We agree with the protester that the contracting officer’s October 2 e-mail was misleading. The record shows that the decision not to exercise the option in the TPS contract, the decision not to solicit TPS, and the award to Alpha, predated this e-mail exchange by months. That said, we do not agree that this e-mail exchange establishes that the agency acted improperly when it decided--several months earlier--not to solicit the protester.

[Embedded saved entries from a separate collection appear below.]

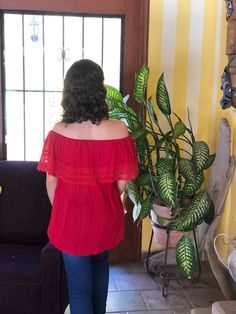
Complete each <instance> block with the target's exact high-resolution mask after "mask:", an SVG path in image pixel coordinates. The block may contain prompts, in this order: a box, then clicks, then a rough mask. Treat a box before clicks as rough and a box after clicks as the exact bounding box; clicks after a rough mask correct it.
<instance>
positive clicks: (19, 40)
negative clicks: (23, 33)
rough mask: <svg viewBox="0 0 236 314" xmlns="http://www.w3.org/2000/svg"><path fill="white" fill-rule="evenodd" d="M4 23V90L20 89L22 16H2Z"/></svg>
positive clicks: (21, 44)
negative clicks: (4, 85)
mask: <svg viewBox="0 0 236 314" xmlns="http://www.w3.org/2000/svg"><path fill="white" fill-rule="evenodd" d="M4 23H5V24H4V38H5V69H6V72H5V77H6V89H8V90H9V89H14V90H15V89H22V88H23V48H22V47H23V44H22V15H21V14H17V15H16V14H4Z"/></svg>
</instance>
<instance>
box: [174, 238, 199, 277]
mask: <svg viewBox="0 0 236 314" xmlns="http://www.w3.org/2000/svg"><path fill="white" fill-rule="evenodd" d="M195 263H196V253H195V248H194V245H193V242H192V240H191V239H190V238H189V237H187V236H184V235H183V236H182V237H181V238H180V240H179V242H178V243H177V246H176V264H177V267H178V269H179V271H180V272H181V273H182V274H183V275H184V276H185V277H187V278H188V279H190V278H191V276H192V273H193V271H194V266H195Z"/></svg>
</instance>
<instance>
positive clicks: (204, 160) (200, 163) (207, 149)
mask: <svg viewBox="0 0 236 314" xmlns="http://www.w3.org/2000/svg"><path fill="white" fill-rule="evenodd" d="M208 161H209V147H208V145H207V144H206V143H205V142H203V141H196V142H194V143H193V162H194V164H195V166H196V169H197V172H198V173H199V172H201V171H203V170H204V169H205V167H206V165H207V163H208Z"/></svg>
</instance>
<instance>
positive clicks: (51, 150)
mask: <svg viewBox="0 0 236 314" xmlns="http://www.w3.org/2000/svg"><path fill="white" fill-rule="evenodd" d="M54 144H55V137H54V136H53V133H52V132H49V133H48V135H47V137H46V139H45V142H44V145H43V150H42V154H41V158H40V160H39V162H38V166H37V169H38V170H39V171H44V172H47V173H48V174H49V175H51V176H56V170H55V168H56V167H55V165H56V160H55V157H56V156H55V147H54Z"/></svg>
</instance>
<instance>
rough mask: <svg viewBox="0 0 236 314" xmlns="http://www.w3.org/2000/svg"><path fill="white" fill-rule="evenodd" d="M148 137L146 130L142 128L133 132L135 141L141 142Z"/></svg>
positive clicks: (133, 138)
mask: <svg viewBox="0 0 236 314" xmlns="http://www.w3.org/2000/svg"><path fill="white" fill-rule="evenodd" d="M145 136H146V130H145V129H142V128H138V129H136V130H134V131H133V132H132V137H133V139H134V140H135V141H137V140H139V139H140V138H143V137H145Z"/></svg>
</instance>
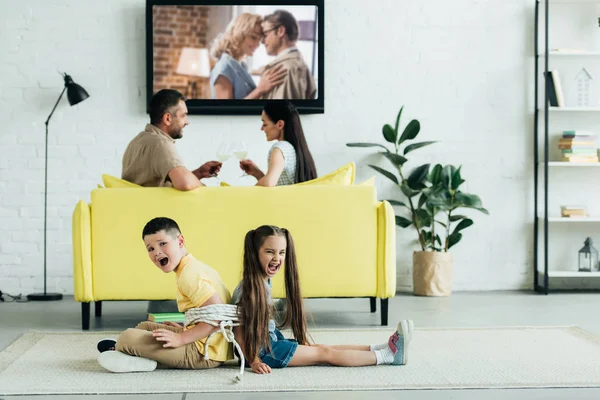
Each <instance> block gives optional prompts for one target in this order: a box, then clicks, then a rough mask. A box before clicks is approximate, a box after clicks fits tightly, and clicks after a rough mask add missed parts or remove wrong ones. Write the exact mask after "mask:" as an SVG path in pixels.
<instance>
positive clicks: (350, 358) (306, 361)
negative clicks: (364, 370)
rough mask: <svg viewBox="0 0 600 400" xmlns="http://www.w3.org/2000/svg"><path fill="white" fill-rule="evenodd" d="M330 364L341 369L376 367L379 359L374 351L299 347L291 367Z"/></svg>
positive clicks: (312, 346)
mask: <svg viewBox="0 0 600 400" xmlns="http://www.w3.org/2000/svg"><path fill="white" fill-rule="evenodd" d="M317 364H329V365H337V366H341V367H361V366H365V365H376V364H377V357H376V356H375V352H374V351H362V350H344V349H334V348H332V347H329V346H303V345H299V346H298V348H297V349H296V353H294V356H293V357H292V360H291V361H290V363H289V364H288V365H289V366H290V367H299V366H306V365H317Z"/></svg>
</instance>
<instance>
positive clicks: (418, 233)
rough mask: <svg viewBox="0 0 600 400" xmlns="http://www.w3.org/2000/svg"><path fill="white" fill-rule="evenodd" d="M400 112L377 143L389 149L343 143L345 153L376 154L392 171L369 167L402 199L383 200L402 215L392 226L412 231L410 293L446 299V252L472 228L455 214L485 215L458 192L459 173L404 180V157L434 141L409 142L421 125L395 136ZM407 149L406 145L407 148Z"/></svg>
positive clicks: (478, 204)
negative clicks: (386, 182)
mask: <svg viewBox="0 0 600 400" xmlns="http://www.w3.org/2000/svg"><path fill="white" fill-rule="evenodd" d="M403 109H404V107H402V108H401V109H400V111H399V112H398V115H397V117H396V123H395V126H394V127H392V126H391V125H389V124H385V125H384V126H383V129H382V131H383V138H384V139H385V141H386V142H388V143H390V144H391V145H392V149H391V150H390V149H389V148H388V147H387V146H385V145H383V144H379V143H347V144H346V145H347V146H348V147H375V148H378V149H379V151H378V153H380V154H381V155H383V156H384V157H385V158H386V159H387V160H389V162H390V163H391V164H392V166H393V168H394V172H390V171H388V170H386V169H384V168H380V167H378V166H376V165H370V164H369V167H371V168H373V169H374V170H375V171H377V172H379V173H380V174H381V175H383V176H385V177H386V178H388V179H389V180H391V181H392V182H394V184H395V185H396V186H398V188H399V189H400V192H401V193H402V194H403V197H404V198H403V199H402V200H393V199H389V200H387V201H388V202H389V203H390V204H391V205H392V206H396V207H400V208H401V209H402V213H403V214H404V215H405V216H403V215H396V225H398V226H400V227H401V228H410V229H414V230H415V232H416V234H417V240H418V244H419V247H420V251H415V252H414V253H413V286H414V293H415V294H417V295H424V296H448V295H450V294H451V292H452V268H453V258H452V254H451V253H450V252H449V250H450V248H452V247H453V246H454V245H456V244H457V243H458V242H459V241H460V240H461V239H462V236H463V234H462V231H463V230H464V229H466V228H468V227H469V226H471V225H473V220H472V219H470V218H469V217H467V216H465V215H461V214H459V213H458V210H459V209H465V208H466V209H469V208H470V209H475V210H478V211H481V212H483V213H484V214H488V211H487V210H486V209H485V208H483V206H482V203H481V199H480V198H479V197H478V196H477V195H474V194H468V193H464V192H462V191H461V190H460V189H459V188H460V186H461V185H462V184H463V183H464V182H465V181H464V179H462V177H461V172H460V170H461V168H460V167H458V168H457V167H455V166H452V165H446V166H442V165H441V164H436V165H435V166H433V167H431V164H423V165H420V166H418V167H416V168H414V169H413V170H412V171H411V172H410V173H409V174H405V172H404V170H403V167H404V164H405V163H406V162H407V161H408V159H407V158H406V155H407V154H408V153H410V152H412V151H414V150H417V149H420V148H421V147H425V146H428V145H431V144H433V143H436V142H435V141H425V142H414V143H413V142H412V141H413V140H414V139H415V138H416V137H417V135H418V134H419V132H420V129H421V124H420V123H419V121H417V120H416V119H413V120H411V121H410V122H409V123H408V125H406V127H405V128H404V130H403V131H402V134H400V135H399V126H400V118H401V115H402V111H403ZM409 143H410V144H409Z"/></svg>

In this regard, the protester has offered no convincing rationale as to how the contracting officer’s statement on October 2 regarding the option in TPS’s contract, demonstrates that the agency was acting with improper bias or in bad faith in June when it decided not to solicit the protester. Career Innovations, B-404377.4, May 24, 2011, 2011 CPD ¶ 111 at 7-9 (“[G]overnment officials are presumed to act in good faith, and we will not attribute unfair or prejudicial motives to procurement officials on the basis of inference or supposition.”). Furthermore, as discussed in our underlying decision, the VA identified TPS’s inability to provide full staffing for several months under its incumbent contract as the reason the agency did not solicit the protester. Agency Report at 13; CO’s Statement at 3. While TPS contends that the staffing issues were a direct result of the actions of the agency, it is undisputed that the contract was not fully staffed for three months and that the agency viewed this as a performance issue. CO’s Statement at 3; Protester’s Comments, Hoxworth Declaration at 1-2. On this record, we cannot say that the agency’s decision not to provide the protester with the RFQ was motivated by improper bias or bad faith. See Tiger Enters., Inc., B-293951, July 26, 2004, 2004 CPD ¶ 141 at 3-4 n.1 (finding that agency’s unreasonable past performance evaluation did not provide credible evidence of improper bias or bad faith).
The request for reconsideration is denied.
Susan A. Poling
 The record reflects that the work required under TPS’s contract differed from that required under the RFQ to some extent, but that these differences were not the basis for the agency’s decision not to solicit the protester. CO’s Statement at 3; Contract Specialist Statement, Jan. 7, 2015.